May 20, 2022 1:00 PM — 2:00 PM remotely via Zoom
CDM 222 and online
Matthew R. Walter, Toyota Technological Institute of Chicago, USA
The recent surge of progress in machine learning foreshadows the advent of sophisticated intelligent devices and agents capable of rich interactions with the physical world. Many of these advances focus on building better computational methods for inference and control—computational reasoning methods trained to discover and exploit the statistical structure and relationships in their problem domain. However, the design of physical interfaces through which a machine senses and acts in its environment is as critical to its success as the efficacy of its computational reasoning. Perception problems become easier when sensors provide measurements that are more informative towards the quantities to be inferred. Control policies become more effective when an agent’s physical design permits greater robustness and dexterity in its actions. Thus, the problems of physical design and computational reasoning are coupled, and the answer to what combination is optimal naturally depends on the environment the machine operates in and the task before it.

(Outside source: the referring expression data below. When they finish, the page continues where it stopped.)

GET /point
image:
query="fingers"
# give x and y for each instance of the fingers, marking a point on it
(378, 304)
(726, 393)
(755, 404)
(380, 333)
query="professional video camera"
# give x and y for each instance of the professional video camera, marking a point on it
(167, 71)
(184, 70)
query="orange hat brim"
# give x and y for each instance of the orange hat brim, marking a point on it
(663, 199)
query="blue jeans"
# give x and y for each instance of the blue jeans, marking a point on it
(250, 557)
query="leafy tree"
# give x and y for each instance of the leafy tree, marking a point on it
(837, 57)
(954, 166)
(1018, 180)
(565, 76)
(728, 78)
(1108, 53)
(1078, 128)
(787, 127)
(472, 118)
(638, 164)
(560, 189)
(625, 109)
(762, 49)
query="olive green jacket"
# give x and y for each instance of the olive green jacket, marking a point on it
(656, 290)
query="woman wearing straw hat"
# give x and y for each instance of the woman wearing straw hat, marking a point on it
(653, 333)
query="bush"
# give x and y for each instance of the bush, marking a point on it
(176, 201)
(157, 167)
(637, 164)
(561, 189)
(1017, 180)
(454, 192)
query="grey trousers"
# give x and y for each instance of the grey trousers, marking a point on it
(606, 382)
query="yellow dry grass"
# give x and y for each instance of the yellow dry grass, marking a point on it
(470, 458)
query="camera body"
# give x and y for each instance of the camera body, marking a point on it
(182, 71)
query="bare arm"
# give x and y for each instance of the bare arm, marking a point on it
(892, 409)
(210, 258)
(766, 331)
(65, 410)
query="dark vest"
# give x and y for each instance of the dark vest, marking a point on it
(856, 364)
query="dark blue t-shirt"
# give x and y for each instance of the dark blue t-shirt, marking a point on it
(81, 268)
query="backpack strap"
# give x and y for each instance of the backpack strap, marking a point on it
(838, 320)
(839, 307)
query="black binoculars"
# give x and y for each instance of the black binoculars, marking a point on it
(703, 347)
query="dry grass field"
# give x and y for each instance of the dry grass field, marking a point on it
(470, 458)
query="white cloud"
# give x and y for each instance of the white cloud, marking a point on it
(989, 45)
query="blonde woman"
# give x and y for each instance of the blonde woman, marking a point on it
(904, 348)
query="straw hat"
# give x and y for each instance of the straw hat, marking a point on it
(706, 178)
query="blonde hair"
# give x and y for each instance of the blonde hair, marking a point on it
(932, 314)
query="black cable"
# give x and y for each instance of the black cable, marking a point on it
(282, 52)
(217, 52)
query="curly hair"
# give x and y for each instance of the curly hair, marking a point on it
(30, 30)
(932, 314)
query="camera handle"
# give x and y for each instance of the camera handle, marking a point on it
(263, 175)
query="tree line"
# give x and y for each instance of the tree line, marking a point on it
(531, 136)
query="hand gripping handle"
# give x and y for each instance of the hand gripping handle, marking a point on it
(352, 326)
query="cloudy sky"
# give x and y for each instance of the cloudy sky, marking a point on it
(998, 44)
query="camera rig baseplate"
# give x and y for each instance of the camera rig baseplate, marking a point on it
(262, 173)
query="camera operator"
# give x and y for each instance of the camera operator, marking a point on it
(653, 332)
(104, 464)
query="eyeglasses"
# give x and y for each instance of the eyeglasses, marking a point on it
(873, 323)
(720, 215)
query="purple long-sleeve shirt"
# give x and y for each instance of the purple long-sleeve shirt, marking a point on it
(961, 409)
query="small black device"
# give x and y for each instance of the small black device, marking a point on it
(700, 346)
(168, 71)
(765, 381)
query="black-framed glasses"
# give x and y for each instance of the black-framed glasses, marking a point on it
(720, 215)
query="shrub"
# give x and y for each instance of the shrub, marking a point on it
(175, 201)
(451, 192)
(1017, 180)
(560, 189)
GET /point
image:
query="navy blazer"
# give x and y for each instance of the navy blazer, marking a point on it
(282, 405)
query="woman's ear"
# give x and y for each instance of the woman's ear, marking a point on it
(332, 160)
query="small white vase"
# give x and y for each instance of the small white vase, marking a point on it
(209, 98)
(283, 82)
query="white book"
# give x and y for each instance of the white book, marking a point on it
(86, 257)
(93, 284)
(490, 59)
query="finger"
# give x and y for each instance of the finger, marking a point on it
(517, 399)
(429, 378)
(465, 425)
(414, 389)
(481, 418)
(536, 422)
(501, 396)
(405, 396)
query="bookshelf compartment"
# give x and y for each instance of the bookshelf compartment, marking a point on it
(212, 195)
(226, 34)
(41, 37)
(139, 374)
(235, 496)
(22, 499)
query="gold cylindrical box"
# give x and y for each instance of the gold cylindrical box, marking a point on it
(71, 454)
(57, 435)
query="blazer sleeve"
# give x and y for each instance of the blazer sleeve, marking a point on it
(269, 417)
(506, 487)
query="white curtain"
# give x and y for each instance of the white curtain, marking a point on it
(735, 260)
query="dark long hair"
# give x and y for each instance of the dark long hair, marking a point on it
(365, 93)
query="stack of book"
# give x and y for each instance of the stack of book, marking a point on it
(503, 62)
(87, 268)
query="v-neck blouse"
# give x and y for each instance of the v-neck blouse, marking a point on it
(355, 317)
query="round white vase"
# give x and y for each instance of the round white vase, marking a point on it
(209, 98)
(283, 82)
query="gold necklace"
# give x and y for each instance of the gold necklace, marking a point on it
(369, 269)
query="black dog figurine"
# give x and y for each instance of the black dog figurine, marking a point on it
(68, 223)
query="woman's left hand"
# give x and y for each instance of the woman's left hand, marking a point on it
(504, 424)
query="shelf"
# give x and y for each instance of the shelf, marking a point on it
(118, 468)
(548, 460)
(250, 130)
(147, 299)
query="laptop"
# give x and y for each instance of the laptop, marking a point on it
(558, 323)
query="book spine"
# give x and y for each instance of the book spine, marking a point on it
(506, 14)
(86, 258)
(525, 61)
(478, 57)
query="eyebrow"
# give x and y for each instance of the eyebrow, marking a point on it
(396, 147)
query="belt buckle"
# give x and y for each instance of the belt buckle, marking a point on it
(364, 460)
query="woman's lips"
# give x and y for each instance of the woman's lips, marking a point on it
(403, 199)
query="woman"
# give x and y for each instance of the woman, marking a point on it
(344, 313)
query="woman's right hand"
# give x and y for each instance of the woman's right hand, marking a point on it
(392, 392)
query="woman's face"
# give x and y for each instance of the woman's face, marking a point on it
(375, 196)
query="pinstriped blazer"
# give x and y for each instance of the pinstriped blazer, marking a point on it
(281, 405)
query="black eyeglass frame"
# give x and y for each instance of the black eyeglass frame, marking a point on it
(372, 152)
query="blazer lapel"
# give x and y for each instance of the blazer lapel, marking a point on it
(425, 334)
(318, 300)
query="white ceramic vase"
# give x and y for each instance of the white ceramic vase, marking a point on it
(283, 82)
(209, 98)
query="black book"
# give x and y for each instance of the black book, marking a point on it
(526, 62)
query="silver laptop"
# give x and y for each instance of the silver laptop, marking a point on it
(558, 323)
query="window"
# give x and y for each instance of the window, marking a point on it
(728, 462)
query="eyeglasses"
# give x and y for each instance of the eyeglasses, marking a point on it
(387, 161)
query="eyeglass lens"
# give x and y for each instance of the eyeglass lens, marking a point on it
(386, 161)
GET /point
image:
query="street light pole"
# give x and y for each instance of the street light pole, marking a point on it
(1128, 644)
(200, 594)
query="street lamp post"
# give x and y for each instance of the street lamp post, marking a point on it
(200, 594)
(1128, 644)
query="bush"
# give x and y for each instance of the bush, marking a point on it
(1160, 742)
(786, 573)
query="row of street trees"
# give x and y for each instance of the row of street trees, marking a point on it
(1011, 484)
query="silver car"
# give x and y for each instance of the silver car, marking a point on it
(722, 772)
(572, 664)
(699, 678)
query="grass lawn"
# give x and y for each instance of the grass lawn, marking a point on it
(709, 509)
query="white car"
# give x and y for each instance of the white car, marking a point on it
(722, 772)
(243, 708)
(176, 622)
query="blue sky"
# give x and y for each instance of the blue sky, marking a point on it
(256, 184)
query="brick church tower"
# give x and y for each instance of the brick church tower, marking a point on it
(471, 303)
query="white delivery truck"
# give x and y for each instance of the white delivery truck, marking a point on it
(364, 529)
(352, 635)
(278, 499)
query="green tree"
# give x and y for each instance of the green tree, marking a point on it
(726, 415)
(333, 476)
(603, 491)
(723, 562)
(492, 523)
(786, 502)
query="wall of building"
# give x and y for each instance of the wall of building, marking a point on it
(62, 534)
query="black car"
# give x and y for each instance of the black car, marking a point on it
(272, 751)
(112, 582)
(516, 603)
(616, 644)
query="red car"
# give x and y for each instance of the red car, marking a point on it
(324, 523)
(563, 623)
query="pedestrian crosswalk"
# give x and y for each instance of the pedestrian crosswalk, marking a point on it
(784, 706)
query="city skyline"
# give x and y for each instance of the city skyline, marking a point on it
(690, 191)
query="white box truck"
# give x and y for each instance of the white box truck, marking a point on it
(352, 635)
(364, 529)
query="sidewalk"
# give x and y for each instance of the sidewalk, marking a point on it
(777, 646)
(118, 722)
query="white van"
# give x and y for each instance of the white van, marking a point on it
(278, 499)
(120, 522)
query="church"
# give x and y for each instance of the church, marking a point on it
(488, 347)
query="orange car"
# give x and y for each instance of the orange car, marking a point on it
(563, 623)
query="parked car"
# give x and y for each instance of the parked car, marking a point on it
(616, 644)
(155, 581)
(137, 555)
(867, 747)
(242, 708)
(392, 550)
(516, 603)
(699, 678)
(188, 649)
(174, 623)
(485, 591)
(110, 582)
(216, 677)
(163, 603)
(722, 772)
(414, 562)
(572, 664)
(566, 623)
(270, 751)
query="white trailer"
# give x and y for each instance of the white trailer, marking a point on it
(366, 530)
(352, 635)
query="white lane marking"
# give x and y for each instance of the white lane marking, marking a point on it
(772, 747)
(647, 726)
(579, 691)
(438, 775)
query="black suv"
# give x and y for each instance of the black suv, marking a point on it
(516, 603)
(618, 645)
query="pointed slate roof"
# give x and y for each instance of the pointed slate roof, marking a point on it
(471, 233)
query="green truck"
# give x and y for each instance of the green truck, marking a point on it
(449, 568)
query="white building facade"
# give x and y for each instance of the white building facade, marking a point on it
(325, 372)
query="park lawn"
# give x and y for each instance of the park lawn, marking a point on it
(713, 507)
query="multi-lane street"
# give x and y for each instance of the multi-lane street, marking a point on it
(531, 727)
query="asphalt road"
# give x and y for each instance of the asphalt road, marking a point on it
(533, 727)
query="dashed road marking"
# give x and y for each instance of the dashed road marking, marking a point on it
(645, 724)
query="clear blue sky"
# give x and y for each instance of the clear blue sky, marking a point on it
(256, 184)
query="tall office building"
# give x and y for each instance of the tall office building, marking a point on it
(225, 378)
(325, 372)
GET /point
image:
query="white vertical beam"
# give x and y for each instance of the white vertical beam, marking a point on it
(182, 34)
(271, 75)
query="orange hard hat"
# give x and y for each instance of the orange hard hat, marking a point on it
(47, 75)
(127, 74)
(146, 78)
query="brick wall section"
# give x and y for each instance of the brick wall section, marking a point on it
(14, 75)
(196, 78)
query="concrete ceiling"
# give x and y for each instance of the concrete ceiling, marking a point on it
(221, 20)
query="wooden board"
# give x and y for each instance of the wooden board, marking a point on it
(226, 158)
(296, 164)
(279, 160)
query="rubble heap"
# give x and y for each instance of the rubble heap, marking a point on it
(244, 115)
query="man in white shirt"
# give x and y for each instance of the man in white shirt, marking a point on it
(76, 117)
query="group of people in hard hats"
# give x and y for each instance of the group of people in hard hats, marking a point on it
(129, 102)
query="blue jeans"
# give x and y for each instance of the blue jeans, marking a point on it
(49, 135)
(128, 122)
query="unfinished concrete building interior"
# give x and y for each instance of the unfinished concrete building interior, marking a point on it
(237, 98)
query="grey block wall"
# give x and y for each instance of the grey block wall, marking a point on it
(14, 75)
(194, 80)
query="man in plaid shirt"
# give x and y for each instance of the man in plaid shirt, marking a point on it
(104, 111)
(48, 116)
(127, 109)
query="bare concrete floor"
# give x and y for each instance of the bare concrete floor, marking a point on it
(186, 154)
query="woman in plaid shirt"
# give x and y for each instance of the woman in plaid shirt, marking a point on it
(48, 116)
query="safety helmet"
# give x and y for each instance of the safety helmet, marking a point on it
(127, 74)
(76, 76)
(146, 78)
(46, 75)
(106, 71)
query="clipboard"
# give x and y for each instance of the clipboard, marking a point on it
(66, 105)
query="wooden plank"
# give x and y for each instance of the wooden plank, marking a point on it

I will present learning-based methods that perform automated, data-driven optimization over sensor measurement strategies and physical configurations jointly with computational inference and control. I will first describe a framework that reasons over the configuration of sensor networks in conjunction with the corresponding algorithm that infers spatial phenomena from noisy sensor readings. Key to the framework is encoding sensor network design as a differential neural layer that interfaces with a neural network for inference, allowing for joint optimization using standard techniques for training neural networks. Next, I will present a method that draws on the success of data-driven approaches to continuous control to jointly optimize the physical structure of legged robots and the control policy that enables them to locomote. The method maintains a distribution over designs and uses reinforcement learning to optimize a shared control policy to maximize the expected reward over the design distribution. I will then describe recent work that extends this approach to the coupled design and control of physically realizable soft robots. If time permits, I will conclude with a discussion of ongoing work that seeks to improve test-time generalization of the learned policies.
Matthew R. Walter is an assistant professor at the Toyota Technological Institute at Chicago. His interests revolve around the realization of intelligent, perceptually aware robots that are able to act robustly and effectively in unstructured environments, particularly with and alongside people. His research focuses on machine learning-based solutions that allow robots to learn to understand and interact with the people, places, and objects in their surroundings. Matthew has investigated these areas in the context of various robotic platforms, including autonomous underwater vehicles, self-driving cars, voice-commandable wheelchairs, mobile manipulators, and autonomous cars for (rubber) ducks. Matthew obtained his Ph.D. from the Massachusetts Institute of Technology and the Woods Hole Oceanographic Institution, where his thesis focused on improving the efficiency of inference for simultaneous localization and mapping.